音のない夢の中。どことなくいびつな世界。

雨が降っていた。

怪我を負って、涙を流す。

一体俺が何をしたっていうんだろう。何も悪いことなんてしていないのに。

慟哭。叫びは誰にも届かない。

どこで間違えたんだろう。

俺には、分からなかった。

雨が強くなる。

いびつだった世界が、正常を取り戻す。

再び目を覚ますと、もう夜の8時を回っていた。

リビングに向かう。夕飯の匂い。喉が渇いたから、お茶を入れて飲む。

家族と一緒に食べる。

テレビでは、最近話題の映画のプロモーションをしていた。

食べ終わって、歯を磨く。シャワーを浴びる。部屋に行って、寝る。

おやすみなさい。

昨日見た夢を思い出す。

あんまり夢は覚えていないほうだけど、昨日の夢ははっきりと記憶に残っていた。

心の奥底で、寂しさが燻る。孤独感。

胸が苦しくなる。助けて欲しい。

手を伸ばす。その手は誰にも届かない。

「結局、君は助けてくれなかったよね」

彼女のことを思い出す。

もしかしたら、彼女もどこかで同じ苦しみを味わっているのかもしれない。

そう考えると、とてもやるせなくなった。

心の奥底で燻った寂しさは、あっという間に成長した。

辛くて、寂しくて。助けて欲しいと願えば願うほど孤独を感じる。

孤独を感じると寂しさが大きくなる。その繰り返し。

今まで何も出来ていなかった無力感に襲われる。

寂しさと合わさって、心が軋む。

そうするともっと助けて欲しくなった。

負の感情が際限なく広がっていく。

それに覆われていると、何をしていても寂しくなった。

考えないように、色々なことを試した。

でも考えないようにするというのはそれのことを考えるのと同義だ。

何にも集中できないから、何もせずぼんやりとすることが増えた。

夜寝る時間も自然と早くなった。

どう頭を使っても寂しくなるから、頭をできるだけ使わないようにすること。

それが唯一の対抗手段だった。

2日後。ぱんこさんから通話がかかってくる。

「なんか前、マスター病んでたけどだいじょうぶー?」

優しい声。手が差し伸ばされる。

耳元で誰かが囁く。

その手を掴んで、全て吐き出してしまえ。そうしたら楽になれる。縋り付いてしまえば、苦労することはなくなる。お前が苦労する必要なんて、ないだろう?

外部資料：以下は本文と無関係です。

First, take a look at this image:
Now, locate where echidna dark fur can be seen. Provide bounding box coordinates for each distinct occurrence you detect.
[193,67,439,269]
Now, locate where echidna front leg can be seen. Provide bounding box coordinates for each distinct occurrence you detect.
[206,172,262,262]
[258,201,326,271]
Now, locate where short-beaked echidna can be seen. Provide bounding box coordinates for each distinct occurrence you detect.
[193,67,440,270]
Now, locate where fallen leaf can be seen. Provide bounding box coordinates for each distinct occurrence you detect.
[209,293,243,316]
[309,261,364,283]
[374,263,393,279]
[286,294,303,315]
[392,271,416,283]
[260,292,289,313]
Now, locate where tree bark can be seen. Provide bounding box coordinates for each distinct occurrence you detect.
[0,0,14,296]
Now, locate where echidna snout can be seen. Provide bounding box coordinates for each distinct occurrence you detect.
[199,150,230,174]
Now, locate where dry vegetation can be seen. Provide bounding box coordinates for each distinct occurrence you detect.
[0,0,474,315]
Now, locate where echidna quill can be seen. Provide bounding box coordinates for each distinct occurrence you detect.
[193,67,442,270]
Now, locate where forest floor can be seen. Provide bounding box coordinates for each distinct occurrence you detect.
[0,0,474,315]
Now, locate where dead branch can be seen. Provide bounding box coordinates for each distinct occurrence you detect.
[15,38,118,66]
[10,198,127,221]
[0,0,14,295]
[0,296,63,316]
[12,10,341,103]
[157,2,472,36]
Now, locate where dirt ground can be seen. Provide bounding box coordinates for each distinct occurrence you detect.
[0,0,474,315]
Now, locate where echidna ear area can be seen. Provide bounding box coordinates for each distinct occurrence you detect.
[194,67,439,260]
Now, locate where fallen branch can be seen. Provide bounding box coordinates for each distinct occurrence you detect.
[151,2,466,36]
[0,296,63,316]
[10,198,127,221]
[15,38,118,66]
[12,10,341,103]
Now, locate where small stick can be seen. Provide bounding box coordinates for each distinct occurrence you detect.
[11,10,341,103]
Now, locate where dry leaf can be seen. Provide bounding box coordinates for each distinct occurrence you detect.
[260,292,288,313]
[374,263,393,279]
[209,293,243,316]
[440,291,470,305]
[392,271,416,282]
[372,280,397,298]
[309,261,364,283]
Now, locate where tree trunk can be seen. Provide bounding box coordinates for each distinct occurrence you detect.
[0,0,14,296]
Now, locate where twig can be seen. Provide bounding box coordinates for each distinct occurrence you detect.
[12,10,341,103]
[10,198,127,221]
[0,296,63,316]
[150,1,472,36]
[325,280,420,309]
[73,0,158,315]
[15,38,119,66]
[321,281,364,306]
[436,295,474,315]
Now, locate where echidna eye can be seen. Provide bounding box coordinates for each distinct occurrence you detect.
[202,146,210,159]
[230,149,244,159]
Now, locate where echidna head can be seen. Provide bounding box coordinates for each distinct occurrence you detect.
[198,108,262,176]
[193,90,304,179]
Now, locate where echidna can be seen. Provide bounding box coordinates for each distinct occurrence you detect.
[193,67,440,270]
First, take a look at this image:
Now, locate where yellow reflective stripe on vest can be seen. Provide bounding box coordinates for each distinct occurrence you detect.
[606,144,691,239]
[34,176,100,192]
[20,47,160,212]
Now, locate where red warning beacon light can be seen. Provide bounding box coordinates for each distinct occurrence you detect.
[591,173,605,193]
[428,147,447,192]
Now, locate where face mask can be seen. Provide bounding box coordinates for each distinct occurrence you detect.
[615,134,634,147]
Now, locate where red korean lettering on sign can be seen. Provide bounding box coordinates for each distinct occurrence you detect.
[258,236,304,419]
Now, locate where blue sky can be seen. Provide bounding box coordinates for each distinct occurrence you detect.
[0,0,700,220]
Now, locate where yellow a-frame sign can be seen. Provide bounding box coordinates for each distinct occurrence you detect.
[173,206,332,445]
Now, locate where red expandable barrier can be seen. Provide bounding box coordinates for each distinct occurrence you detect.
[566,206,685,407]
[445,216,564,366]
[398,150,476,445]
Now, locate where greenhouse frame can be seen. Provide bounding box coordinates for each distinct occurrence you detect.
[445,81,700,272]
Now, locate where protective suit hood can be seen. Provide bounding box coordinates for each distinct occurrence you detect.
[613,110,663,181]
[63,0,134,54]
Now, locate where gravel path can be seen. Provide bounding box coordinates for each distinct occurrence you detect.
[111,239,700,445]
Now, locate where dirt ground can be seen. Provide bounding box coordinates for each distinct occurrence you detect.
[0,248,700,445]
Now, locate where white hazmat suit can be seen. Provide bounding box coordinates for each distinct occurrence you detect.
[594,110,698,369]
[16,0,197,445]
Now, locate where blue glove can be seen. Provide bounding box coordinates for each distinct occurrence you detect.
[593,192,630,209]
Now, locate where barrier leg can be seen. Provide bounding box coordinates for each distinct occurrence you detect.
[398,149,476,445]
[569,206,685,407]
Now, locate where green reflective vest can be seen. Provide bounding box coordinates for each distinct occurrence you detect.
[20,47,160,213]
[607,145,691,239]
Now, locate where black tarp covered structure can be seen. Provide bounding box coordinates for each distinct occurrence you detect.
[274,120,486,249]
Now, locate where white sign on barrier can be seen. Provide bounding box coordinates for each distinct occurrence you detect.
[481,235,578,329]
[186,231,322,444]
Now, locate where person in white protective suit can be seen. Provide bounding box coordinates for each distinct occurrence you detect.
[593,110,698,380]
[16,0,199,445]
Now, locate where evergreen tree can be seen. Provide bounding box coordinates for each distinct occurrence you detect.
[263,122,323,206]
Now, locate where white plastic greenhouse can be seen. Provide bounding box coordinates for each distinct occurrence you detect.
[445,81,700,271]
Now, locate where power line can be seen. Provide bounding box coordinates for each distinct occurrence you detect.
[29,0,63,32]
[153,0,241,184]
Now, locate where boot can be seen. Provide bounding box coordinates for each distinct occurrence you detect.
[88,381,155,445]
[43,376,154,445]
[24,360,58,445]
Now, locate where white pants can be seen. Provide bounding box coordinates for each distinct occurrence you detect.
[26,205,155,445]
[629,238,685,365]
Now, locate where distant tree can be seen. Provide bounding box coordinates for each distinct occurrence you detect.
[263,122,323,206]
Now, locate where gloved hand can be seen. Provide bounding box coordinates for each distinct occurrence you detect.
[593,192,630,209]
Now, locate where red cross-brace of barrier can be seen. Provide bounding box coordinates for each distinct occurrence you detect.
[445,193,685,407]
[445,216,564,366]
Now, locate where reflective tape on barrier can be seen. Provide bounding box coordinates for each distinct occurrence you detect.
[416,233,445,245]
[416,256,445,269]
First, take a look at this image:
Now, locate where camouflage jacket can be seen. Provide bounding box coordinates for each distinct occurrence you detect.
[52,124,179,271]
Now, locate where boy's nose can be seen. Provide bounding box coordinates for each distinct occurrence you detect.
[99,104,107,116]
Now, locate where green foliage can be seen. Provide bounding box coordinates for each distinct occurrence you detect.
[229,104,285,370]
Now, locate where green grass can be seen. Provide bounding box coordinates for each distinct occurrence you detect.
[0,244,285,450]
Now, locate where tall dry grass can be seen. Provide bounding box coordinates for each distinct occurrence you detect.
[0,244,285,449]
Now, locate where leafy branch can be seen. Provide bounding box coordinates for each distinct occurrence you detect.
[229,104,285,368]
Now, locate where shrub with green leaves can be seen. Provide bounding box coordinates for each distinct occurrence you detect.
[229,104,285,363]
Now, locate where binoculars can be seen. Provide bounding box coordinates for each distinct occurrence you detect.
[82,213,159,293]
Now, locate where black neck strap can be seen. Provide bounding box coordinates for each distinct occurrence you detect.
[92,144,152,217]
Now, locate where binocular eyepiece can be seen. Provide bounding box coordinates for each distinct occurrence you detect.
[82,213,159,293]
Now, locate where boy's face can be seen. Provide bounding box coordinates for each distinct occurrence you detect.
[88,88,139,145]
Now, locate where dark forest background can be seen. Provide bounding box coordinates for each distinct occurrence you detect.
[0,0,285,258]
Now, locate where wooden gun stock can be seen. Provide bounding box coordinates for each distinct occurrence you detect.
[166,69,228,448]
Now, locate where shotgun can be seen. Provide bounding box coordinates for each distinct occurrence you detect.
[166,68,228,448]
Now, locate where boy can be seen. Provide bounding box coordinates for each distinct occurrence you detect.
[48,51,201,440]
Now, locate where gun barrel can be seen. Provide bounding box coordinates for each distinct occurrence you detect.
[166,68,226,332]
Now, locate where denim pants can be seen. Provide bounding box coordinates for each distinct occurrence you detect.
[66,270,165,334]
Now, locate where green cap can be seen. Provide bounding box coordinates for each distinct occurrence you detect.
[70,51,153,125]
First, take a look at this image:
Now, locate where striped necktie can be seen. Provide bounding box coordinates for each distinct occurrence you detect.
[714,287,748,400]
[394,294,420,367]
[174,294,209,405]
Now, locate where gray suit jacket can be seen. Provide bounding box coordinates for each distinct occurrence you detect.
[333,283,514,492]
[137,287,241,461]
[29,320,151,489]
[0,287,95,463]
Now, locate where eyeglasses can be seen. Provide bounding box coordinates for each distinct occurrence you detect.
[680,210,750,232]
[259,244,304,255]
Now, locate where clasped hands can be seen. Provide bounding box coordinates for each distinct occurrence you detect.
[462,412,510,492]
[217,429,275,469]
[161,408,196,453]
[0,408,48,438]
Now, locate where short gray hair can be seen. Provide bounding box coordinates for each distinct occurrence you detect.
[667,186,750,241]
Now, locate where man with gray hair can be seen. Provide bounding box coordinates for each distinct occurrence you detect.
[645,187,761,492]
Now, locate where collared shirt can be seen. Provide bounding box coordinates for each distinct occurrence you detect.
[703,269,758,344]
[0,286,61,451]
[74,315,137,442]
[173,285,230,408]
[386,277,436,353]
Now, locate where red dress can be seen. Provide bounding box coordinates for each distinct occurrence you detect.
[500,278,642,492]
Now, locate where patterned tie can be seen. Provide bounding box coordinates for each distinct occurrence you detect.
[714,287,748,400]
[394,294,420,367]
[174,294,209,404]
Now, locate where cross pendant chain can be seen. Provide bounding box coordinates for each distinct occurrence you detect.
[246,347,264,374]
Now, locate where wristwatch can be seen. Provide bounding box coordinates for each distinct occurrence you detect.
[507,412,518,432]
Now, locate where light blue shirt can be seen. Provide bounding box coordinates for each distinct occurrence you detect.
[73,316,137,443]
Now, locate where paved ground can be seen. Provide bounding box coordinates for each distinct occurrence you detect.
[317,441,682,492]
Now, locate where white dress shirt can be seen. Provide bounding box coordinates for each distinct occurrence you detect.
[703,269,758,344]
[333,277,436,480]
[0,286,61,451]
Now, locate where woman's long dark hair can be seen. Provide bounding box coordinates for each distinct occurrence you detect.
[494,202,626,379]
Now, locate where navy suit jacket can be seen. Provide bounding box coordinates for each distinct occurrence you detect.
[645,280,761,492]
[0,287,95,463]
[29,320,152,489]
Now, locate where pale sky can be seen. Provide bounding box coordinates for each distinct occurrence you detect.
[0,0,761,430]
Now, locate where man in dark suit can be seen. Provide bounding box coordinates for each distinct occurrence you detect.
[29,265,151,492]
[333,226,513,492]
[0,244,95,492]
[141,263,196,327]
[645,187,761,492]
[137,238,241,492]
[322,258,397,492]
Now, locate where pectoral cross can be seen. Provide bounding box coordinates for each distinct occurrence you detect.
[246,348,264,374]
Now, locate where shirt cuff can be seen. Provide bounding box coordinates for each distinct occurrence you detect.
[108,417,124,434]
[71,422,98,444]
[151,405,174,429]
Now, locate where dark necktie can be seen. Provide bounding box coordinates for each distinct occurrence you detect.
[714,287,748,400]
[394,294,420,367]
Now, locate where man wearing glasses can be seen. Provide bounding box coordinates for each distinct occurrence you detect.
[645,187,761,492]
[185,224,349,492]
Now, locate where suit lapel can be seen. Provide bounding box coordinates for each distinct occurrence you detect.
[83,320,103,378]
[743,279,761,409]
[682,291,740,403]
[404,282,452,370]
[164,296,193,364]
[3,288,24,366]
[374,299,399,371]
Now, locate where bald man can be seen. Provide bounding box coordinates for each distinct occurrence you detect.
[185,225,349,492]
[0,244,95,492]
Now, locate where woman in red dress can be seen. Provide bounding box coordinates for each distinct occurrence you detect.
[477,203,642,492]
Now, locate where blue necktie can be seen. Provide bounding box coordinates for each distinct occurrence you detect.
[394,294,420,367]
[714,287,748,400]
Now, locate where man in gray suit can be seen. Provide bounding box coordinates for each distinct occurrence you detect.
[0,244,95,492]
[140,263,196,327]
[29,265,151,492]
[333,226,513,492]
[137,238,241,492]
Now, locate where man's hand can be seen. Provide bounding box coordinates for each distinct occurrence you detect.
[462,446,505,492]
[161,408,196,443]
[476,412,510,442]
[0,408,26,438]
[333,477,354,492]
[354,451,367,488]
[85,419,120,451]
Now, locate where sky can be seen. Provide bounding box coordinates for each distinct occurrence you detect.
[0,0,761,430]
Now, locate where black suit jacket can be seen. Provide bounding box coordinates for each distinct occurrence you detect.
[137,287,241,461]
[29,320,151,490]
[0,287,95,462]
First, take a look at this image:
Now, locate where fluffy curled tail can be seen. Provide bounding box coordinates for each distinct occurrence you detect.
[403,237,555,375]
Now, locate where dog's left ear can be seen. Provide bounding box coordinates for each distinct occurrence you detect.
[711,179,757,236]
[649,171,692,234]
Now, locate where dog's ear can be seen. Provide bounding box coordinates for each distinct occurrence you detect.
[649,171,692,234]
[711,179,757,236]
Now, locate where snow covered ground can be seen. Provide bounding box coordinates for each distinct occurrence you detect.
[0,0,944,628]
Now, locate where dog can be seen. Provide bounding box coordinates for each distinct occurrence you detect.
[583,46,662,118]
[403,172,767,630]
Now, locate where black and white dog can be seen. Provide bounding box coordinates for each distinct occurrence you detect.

甘い言葉。誘惑。この2日間で膨らんだ孤独が今も心を蝕んでいる。

早く楽になりたかった。

全てを吐き出してしまおう。

誰かが囁いた。

本当にそれでいいのか?今までを考えてみろ。差し伸ばされた手は。掴んだその手は全部。最後には突き離された。また同じ苦しみを味わいたいのか?その優しさが永遠に続くなんて、誰が言ったんだ?

誰かが囁いた。

お前のその孤独を、彼女に支えさせていいのか?今まで何もしてこなかったお前が。

一丁前に人の支えを借りていいのか?他人に迷惑をかけてまで生きていたいのか?

「・・・いや、大丈夫ですよ。解決済みです」

結局、俺はその手を取れなかった。突き放されるのが怖かった。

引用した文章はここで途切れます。